GENEVA, Switzerland — The head of the
World Health Organization met Chinese Premier
Li Keqiang on Saturday for talks on Covid-19,
including on the stalled investigation into the pandemic's origins.
اضافة اعلان
WHO director-general
Tedros Adhanom Ghebreyesus, visiting Beijing for the 2022 Winter Olympics, posted a picture on
Twitter of the pair sitting with officials in a meeting room.
"Pleased to meet with Premier Li
Keqiang.
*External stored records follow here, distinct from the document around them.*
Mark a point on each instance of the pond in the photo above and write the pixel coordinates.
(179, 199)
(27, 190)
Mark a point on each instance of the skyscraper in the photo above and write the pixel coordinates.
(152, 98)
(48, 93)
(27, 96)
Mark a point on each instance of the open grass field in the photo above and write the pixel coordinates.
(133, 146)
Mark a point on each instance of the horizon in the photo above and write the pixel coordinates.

We discussed COVID-19 and the need for an aggressive effort on vaccine
equity this year to vaccinate 70 percent of all populations," Tedros said.
"We also discussed the need for
stronger collaboration on COVID-19 virus origins, rooted in science and
evidence.
"I welcomed his support to strengthen
WHO and discussion about a pandemic accord to advance global
preparedness," he added.
A Chinese government statement on the
meeting said Li called for solidarity, cooperation, and more understanding
among nations to defeat the pandemic.
On tracing the origins of the virus, it said
Tedros adhered to scientific principles and opposed politicizing the process.
Lab-leak theory
Tedros is paying his first visit to China
since January 2020, in the weeks after the first cases of COVID-19 were
recorded in Wuhan.
More than 370 million cases and 5.6 million
deaths have since been reported to the WHO — figures it says are an
underestimate.
Understanding where the SARS-CoV-2 virus
that causes COVID came from is seen as key to preventing future pandemics.
After much delay, a WHO team of
international experts went to Wuhan in January 2021 to look into the origins of
the virus in cooperation with their Chinese counterparts.
Their March 2021 joint report concluded that
the most likely hypothesis was that the virus jumped from bats to humans via an
intermediate animal.
They deemed a theory that it may have
escaped from Wuhan's virology laboratories "extremely unlikely".
However, that investigation faced harsh
criticism for lacking transparency and access, and for not evaluating the
lab-leak theory seriously.
WHO 'won't stop' searching
Beijing has baulked at calls for further
investigation on the ground, and has not provided access to raw data from the
Wuhan laboratories that could potentially help confirm or rule out a
connection.
The Geneva-based WHO has created a new team
of scientists in a bid to revive the stalled probe, and to investigate other
pathogens that could potentially spur future pandemics.
Maria Van Kerkhove, the WHO's technical lead
on COVID-19, said the team were examining the framework needed to study any
emerging pathogen; the current understanding of COVID-19's origins; and fresh
evidence from studies conducted since the March 2021 report.
"What they are looking at are the early
epidemiologic studies. What do we know about those earliest suspected and known
cases that were reported in China?" she told a press conference in
Geneva on Tuesday.
"Many more studies are necessary to
really understand the emergence of this virus.”
"We, as WHO, won't stop until we
exhaust all avenues to better understand this."